Nun, da wir wieder Gartenmöbel und -werkzeug aus dem Keller holen, erlauben Sie mir, Ihnen als Mittel gegen die noch nachwirkende gärtnerische Winterdepression zwei besonders sehenswerte und für sich einzigartige Gärten ans Herz zu legen.
Den Skulpturengarten von Sausmarez Manor in St. Martin auf Guernsey, der zweitgrößten Kanalinsel, zu besuchen, verlangt einem schon einige Anstrengungen ab. Aber die Reise lohnt sich. Hier ist das britische Weltmachts-Selbstbewusstsein auf Sommerfrische und Gelassenheit das Lebensmotto. Peter de Sausmarez, der Hausherr von Sausmarez Manor, erzählt launisch und mit funkelnden Augen von der royalen Vergangenheit. Aber halt! Der Garten soll heute unser Ziel sein.
Hier, wo der Golfstrom ganzjährig gemäßigtes Klima beschert, gedeiht ein üppiger Dschungel exotischer, ja paradiesischer Pflanzenvielfalt. Lediglich ein benachbarter Farmer kümmert sich, wie uns der Hausherr versichert, um den Garten, und so ist dieser auch ein Abbild des nicht enden wollenden und nicht zu gewinnenden Kampfes mit der Natur. Der besondere Reiz liegt daher im zerzausten Schopf der überbordenden Flora. Dschungelhaftes Dickicht wird nicht mit Gewalt zurückgeschnitten oder gar gerodet, sondern mithilfe von Holzbalken beiseite gedrängt, um den Weg freizugeben. Der Hausherr nennt das dann "lightly controlled wild garden".
Auf etwas morastigen Pfaden ducken wir uns unter vielerlei tropischen Stauden und Sträuchern durch. Fast widerspenstig, oft überraschend, gibt der Garten nach und nach den Blick auf die Kunstwerke einer kleinen, aber feinen Skulpturenausstellung frei, die sich über den gesamten Garten erstreckt. Wild wuchernde Pflanzen verströmen ihren Blütenduft, tragen exotische Früchte. Ein Spaziergang für alle Sinne, und so gibt es dann auch im kleinen Shop beim Ausgang allerlei veredelte Produkte aus dem Garten zu kaufen.

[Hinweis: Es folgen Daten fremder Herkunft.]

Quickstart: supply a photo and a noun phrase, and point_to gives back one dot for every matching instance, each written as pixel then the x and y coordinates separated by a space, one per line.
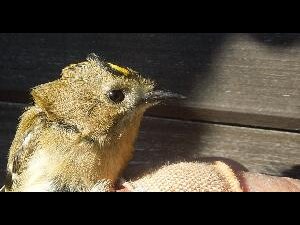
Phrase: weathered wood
pixel 163 140
pixel 250 79
pixel 263 151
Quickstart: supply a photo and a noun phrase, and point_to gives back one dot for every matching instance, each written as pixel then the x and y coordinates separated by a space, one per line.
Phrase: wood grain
pixel 165 140
pixel 263 151
pixel 245 79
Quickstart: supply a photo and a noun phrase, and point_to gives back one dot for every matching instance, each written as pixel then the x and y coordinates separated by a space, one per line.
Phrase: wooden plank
pixel 250 79
pixel 263 151
pixel 163 140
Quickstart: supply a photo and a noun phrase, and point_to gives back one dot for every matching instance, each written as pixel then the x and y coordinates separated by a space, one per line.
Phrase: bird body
pixel 81 130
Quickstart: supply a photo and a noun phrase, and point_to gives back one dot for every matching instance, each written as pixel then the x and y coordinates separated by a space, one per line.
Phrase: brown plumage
pixel 81 130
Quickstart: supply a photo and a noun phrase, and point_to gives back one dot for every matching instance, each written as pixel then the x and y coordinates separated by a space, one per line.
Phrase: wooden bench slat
pixel 250 79
pixel 162 140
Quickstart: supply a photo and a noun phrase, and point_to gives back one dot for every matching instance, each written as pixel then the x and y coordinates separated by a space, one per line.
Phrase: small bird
pixel 79 135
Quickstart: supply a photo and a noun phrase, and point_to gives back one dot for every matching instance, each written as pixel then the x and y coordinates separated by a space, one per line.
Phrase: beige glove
pixel 213 176
pixel 188 177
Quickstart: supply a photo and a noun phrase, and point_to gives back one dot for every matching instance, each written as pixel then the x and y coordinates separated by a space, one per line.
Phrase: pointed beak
pixel 161 95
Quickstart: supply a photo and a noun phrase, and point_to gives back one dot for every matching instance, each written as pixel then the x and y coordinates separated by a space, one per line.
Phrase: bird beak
pixel 161 95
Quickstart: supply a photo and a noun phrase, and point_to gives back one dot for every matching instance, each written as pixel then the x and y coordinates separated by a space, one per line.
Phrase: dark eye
pixel 116 96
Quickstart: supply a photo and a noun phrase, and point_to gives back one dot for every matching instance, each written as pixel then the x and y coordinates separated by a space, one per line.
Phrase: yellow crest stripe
pixel 122 70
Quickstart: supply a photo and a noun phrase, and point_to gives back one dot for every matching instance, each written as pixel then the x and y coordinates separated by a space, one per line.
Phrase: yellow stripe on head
pixel 120 69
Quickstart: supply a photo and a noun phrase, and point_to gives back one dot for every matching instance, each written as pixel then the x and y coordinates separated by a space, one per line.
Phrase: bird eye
pixel 116 96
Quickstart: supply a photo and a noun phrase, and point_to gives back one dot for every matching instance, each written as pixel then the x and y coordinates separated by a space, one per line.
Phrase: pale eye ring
pixel 117 96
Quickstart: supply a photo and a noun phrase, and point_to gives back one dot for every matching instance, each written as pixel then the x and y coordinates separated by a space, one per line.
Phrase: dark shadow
pixel 281 40
pixel 294 172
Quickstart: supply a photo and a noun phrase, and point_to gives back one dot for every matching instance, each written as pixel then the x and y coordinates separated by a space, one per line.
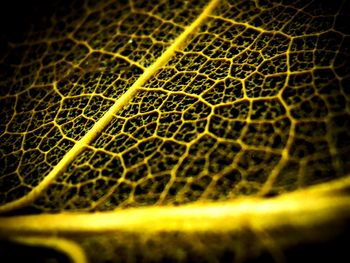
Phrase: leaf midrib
pixel 102 123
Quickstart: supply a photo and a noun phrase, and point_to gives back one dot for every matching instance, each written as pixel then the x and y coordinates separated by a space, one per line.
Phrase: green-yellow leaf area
pixel 169 104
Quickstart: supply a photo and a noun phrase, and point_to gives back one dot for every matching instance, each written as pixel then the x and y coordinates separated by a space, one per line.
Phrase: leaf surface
pixel 122 104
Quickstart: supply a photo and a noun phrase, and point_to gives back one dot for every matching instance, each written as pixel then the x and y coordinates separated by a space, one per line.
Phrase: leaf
pixel 123 104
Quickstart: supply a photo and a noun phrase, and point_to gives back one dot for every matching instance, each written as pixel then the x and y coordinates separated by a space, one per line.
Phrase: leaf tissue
pixel 176 131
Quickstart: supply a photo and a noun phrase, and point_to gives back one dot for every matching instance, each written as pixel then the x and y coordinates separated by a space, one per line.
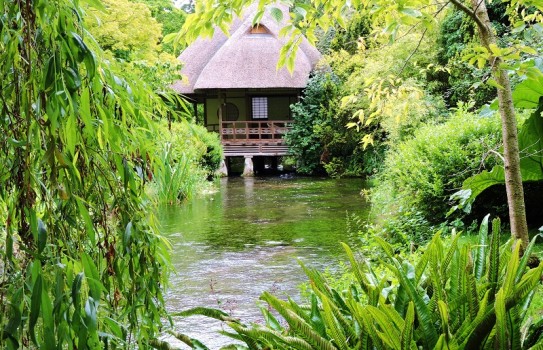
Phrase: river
pixel 230 246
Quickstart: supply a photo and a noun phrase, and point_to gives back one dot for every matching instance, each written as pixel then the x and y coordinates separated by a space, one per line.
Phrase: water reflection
pixel 231 246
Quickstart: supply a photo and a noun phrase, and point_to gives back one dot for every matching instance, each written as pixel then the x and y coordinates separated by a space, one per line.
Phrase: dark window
pixel 230 112
pixel 260 107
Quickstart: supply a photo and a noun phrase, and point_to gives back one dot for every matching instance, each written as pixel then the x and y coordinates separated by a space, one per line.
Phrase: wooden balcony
pixel 258 138
pixel 254 131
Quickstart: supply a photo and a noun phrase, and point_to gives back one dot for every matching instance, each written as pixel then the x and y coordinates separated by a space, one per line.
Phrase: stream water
pixel 230 246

Wie Bad Ischl auf Italienisch
Seit der österreichische Tourist sich entsinnen kann, steht auf seiner Hitliste der Drang zum südlichen Nachbarn Italien ganz oben. Für viele war dabei die Gegend um den Gardasee als eine der schönsten Landschaften Mitteleuropas bereits italienisch genug, und so ist das auch bis heute geblieben. Die südwestliche Ecke des Gardasees zu besuchen heißt auch, den morbiden Charme eines noblen Kurbetriebes von vor hundert Jahren zu atmen. Es fühlt sich ein wenig an wie Bad Ischl auf Italienisch, nur dass Duce Mussolini an die Stelle von Kaiser Franz Josef tritt und ein anderer Geist der Vergangenheit über die Uferpromenade weht. Das schließt auch ein, dass im Spielzeuggeschäft ein Oldtimer-Cabrio mit Nazigrößen feilgeboten wird, wenn auch nur im Matchbox-Format.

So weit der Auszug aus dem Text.